“The people have the power, all we have to do is awaken that power in the people. The people are unaware. They’re not educated to realize that they have power. The system is so geared that everyone believes the government will fix everything. We are the government.”—John Lennon
Twenty years into the 21st century, and what do we have to show for it?
Government corruption, tyranny and abuse have propelled us at warp speed towards a full-blown police state in which egregious surveillance, roadside strip searches, police shootings of unarmed citizens, censorship, retaliatory arrests, the criminalization of lawful activities, warmongering, indefinite detentions, SWAT team raids, asset forfeiture, police brutality, profit-driven prisons, and pay-to-play politicians have become the new normal.

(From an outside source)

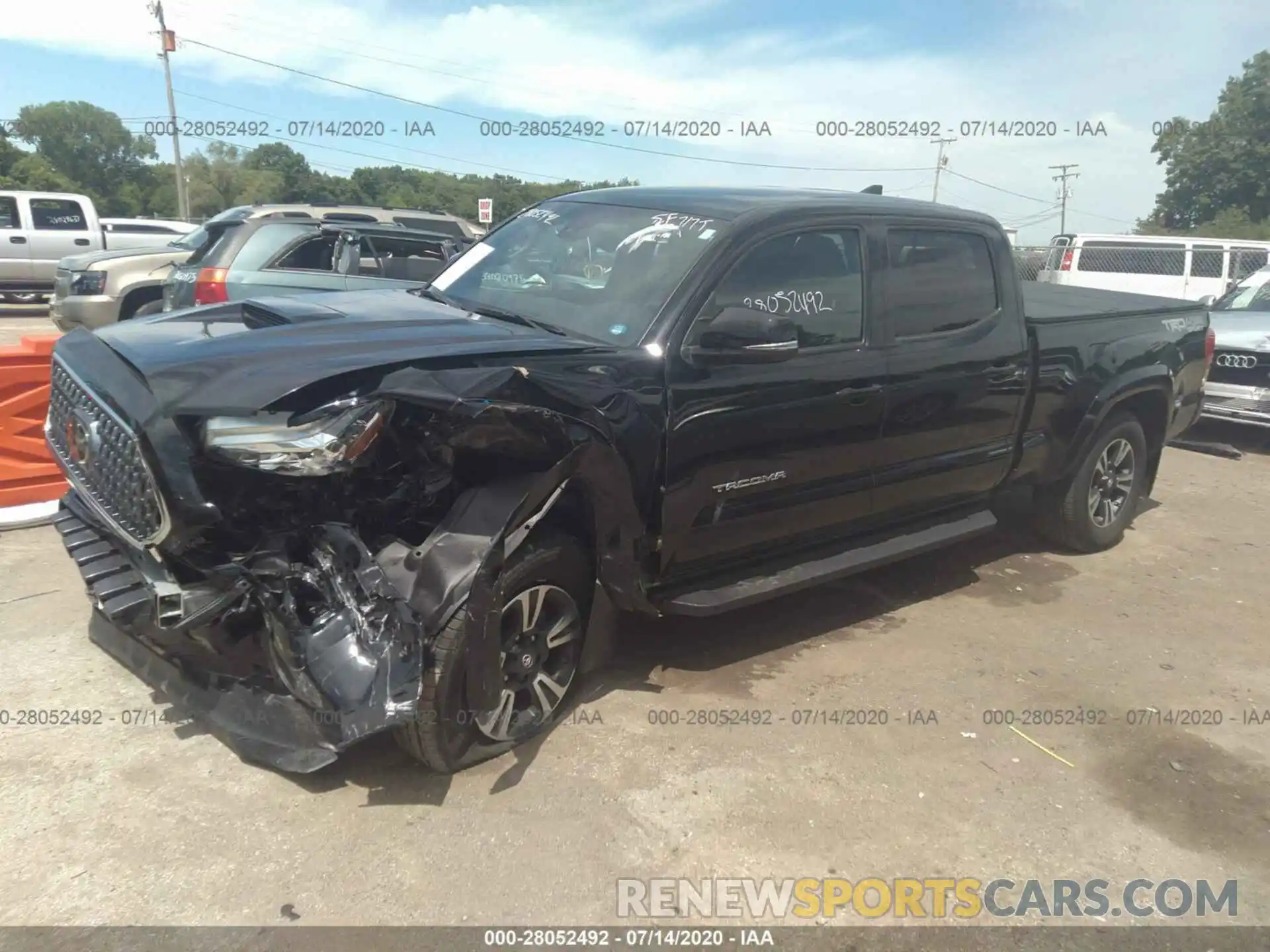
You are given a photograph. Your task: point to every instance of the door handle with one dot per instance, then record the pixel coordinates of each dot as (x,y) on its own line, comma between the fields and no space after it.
(859,397)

Here’s just a small sampling of the laundry list of abuses—cruel, brutal, immoral, unconstitutional and unacceptable—that have been heaped upon us by the government over the past two decades.
The government failed to protect our lives, liberty and happiness. The predators of the police state wreaked havoc on our freedoms, our communities, and our lives. The government didn’t listen to the citizenry, refused to abide by the Constitution, and treated the citizenry as a source of funding and little else. Police officers shot unarmed citizens and their household pets. Government agents—including local police—were armed to the teeth and encouraged to act like soldiers on a battlefield. Bloated government agencies were allowed to fleece taxpayers. Government technicians spied on our emails and phone calls. And government contractors made a killing by waging endless wars abroad.
The American President became more imperial. Although the Constitution invests the President with very specific, limited powers, in recent years, American presidents (Trump, Obama, Bush, Clinton, etc.) claimed the power to completely and almost unilaterally alter the landscape of this country for good or for ill. The powers that have been amassed by each successive president through the negligence of Congress and the courts—powers which add up to a toolbox of terror for an imperial ruler—empower whomever occupies the Oval Office to act as a dictator, above the law and beyond any real accountability. The presidency itself has become an imperial one with permanent powers.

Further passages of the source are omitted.